InLanta Mortgage’s Oak Brook, Ill., branch began reaping the benefits of that expanded client base when Siomara Barboza joined the team last month as a mortgage originator. Barboza, who is fluent in both English and Spanish, said that speaking both languages has been a decided advantage during her decade in the industry.
“It’s allowed me to serve a market that is definitely underserved,” Barboza said. “It’s also allowed me to help a market that I’m very passionate about, which is my own culture and my own community.”
Barboza got her start in the mortgage industry in 2003, the year after graduating college. She started her career as an assistant to the office’s top producer. But as the office’s only Spanish speaker, she soon found her role expanding.
“One of the things that I noticed at that time was that we were getting a lot of Hispanic borrowers who were coming in asking for assistance,” she said. “I ended up being a translator for the office and growing a niche for the gentleman I worked for that he wouldn’t have otherwise had.”
Barboza said that even when borrowers are fluent in English, the mortgage process is complex enough that many prefer to speak to loan officers in their first language.

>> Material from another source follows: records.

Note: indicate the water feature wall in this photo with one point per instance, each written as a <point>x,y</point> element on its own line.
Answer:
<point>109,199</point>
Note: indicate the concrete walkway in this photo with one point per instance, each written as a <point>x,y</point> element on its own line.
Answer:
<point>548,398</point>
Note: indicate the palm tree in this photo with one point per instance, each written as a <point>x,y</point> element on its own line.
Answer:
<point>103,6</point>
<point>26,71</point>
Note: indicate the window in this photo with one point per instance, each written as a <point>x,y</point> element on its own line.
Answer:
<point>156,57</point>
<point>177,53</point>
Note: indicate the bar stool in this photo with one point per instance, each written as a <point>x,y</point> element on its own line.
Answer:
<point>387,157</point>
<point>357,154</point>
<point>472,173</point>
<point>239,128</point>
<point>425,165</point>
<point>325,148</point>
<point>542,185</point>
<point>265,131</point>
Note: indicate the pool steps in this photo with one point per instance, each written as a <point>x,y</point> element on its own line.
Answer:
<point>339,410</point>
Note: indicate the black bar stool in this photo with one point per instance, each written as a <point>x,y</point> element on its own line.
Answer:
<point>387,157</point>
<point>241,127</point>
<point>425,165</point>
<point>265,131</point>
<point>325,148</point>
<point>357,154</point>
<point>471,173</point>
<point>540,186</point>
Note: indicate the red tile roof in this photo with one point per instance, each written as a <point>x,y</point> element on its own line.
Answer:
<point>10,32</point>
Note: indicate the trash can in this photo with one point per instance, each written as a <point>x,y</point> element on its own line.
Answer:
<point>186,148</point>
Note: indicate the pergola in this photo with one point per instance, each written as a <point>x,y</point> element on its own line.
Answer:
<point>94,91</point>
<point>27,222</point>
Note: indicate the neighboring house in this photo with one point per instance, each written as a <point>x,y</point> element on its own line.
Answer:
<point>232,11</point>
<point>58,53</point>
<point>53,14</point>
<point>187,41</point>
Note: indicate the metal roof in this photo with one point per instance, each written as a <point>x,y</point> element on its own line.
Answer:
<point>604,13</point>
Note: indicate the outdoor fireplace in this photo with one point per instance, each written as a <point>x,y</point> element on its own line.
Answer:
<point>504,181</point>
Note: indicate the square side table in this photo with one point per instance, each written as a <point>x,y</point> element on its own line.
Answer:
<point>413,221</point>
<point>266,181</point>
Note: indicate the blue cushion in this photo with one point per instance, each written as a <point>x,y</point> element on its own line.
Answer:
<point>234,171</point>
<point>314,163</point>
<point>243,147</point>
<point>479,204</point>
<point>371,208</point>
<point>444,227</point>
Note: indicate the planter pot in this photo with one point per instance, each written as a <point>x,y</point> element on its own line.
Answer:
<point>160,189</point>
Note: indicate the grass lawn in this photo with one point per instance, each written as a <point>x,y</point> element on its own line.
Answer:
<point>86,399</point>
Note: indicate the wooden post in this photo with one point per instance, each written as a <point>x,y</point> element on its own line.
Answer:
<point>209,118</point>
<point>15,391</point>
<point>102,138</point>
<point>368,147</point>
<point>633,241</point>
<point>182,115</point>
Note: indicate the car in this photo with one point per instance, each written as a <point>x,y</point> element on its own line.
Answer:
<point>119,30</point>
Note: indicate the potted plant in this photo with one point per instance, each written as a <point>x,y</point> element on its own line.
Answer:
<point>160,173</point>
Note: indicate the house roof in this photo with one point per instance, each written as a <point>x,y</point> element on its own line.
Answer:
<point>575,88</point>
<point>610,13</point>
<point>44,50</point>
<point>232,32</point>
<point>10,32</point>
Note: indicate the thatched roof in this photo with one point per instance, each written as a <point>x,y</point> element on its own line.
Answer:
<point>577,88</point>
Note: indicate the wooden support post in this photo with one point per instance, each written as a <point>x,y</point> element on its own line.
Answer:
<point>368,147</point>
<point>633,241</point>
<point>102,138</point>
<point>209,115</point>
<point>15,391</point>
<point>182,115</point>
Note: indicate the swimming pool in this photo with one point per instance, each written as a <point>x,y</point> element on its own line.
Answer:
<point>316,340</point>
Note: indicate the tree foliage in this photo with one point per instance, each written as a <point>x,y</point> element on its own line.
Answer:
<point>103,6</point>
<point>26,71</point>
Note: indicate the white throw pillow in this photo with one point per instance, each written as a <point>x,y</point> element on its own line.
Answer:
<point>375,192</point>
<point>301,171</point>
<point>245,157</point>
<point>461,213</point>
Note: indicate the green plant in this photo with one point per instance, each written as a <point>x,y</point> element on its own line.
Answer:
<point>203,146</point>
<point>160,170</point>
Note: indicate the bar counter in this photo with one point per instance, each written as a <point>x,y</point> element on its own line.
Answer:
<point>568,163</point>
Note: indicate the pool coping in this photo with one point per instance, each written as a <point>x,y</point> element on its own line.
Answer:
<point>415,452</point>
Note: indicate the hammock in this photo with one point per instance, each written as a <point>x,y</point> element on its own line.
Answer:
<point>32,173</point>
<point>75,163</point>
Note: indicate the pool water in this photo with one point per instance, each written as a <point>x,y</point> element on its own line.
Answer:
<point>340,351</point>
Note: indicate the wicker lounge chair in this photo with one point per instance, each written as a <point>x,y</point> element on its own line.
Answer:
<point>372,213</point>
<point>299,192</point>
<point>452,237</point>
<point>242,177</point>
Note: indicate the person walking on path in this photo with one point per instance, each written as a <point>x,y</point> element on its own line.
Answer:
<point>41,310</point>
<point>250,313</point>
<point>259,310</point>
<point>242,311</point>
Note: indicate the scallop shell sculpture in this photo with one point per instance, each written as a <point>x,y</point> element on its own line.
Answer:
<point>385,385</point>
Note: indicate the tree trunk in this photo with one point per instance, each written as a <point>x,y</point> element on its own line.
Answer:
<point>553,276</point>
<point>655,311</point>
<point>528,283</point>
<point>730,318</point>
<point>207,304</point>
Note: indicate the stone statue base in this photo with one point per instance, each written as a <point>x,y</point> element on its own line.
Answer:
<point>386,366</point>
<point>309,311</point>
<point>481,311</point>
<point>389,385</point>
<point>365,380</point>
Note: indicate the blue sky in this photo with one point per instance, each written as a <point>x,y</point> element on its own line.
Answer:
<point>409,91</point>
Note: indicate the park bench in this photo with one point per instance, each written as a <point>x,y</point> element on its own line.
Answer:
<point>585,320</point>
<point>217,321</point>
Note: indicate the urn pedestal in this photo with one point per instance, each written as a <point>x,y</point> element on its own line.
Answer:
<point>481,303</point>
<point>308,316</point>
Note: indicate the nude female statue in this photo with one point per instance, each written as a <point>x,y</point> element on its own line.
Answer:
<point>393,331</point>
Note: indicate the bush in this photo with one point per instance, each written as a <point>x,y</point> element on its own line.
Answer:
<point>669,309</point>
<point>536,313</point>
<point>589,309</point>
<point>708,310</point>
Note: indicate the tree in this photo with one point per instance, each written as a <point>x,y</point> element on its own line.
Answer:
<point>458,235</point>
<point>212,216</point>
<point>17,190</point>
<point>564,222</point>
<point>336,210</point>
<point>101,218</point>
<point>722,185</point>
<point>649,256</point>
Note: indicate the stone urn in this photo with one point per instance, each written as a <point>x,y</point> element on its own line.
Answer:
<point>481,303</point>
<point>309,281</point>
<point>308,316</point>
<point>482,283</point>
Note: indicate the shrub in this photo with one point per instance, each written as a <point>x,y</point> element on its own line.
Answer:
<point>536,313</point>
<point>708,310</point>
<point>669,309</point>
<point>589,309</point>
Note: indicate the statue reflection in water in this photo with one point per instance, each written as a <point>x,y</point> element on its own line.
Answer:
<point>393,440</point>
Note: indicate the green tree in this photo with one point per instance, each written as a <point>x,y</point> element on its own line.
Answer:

“The consumer may speak English, but may feel more comfortable doing business in their native language,” she said. “Coming from a Hispanic family where my mother spoke predominantly Spanish and depended on her children to make a lot of the decisions … being able to explain and express things in Spanish has definitely given me the ability to give back. I feel like I’ve been of some value to that group of people.”
She also saw many instances where a loan officer had tried to take advantage of Hispanic customers’ unfamiliarity with English.
“I was seeing Hispanic clients coming into the office asking for assistance because other mortgage companies were charging them an outrageous amount in fees, so they were coming in for a second opinion,” she said. “I was able to say, ‘No, your closing costs should only be $2,000, it doesn’t need to be $12,000.’ There was definitely a lot of that going on, and it was sad to see. That’s what kept me in the industry for so long. There have to be some decent people out there, and you’ll get clients who are loyal to you forever.”
In any large city, businesses are going to serve customers who don’t speak English as a first language. In that case, having a bilingual employee on staff can become invaluable; it makes customers more comfortable and can open up new client bases.